Correction of hypoglycemia is readily accomplished with glucose supplementation. However, initial improvement will wane if the underlying pathology of hypoglycemia is not addressed or resolved. Frequent or continuous glucose supplementation may be needed to support patients with hypoglycemia caused by insulin overdose until the exogenous insulin is fully metabolized. Insulin excess due to insulinoma causes a similar problem, but release of endogenous insulin from insulinoma is ongoing and may be unpredictable. Some of these tumors may retain the ability to secrete insulin in response to hyperglycemia, which may develop during bolus glucose administration. The severity of hypoglycemic episodes experienced by juvenile animals or small-breed dogs may decrease with treatment and time as the animal matures and grows.

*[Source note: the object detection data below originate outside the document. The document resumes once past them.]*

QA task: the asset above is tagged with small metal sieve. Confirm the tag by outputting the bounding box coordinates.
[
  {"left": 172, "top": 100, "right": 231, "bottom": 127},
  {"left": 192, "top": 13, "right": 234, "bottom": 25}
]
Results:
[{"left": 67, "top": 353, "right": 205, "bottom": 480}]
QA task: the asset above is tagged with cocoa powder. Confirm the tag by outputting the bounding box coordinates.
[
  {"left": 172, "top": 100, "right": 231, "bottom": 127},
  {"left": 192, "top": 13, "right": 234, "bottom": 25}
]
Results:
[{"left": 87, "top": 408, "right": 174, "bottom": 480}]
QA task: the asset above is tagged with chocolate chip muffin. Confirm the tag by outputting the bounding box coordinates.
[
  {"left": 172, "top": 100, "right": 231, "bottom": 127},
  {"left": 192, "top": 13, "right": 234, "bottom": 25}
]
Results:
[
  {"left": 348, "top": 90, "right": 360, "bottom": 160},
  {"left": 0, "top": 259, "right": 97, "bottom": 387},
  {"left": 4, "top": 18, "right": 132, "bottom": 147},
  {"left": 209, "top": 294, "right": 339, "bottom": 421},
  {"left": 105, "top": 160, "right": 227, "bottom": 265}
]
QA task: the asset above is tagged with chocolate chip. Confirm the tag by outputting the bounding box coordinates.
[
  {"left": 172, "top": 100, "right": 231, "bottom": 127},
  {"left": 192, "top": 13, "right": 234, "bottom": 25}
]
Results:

Idiopathic hypoglycemia carries a good prognosis if triggering factors can be identified and avoided. Prognosis for paraneoplastic hypoglycemia depends on whether effective treatment of the underlying neoplasm is possible. Hypoglycemia secondary to liver failure subsequent to cirrhosis or other disorders carries a poor prognosis, whereas hypoglycemia in patients with portovascular anomaly is expected to resolve after shunt closure.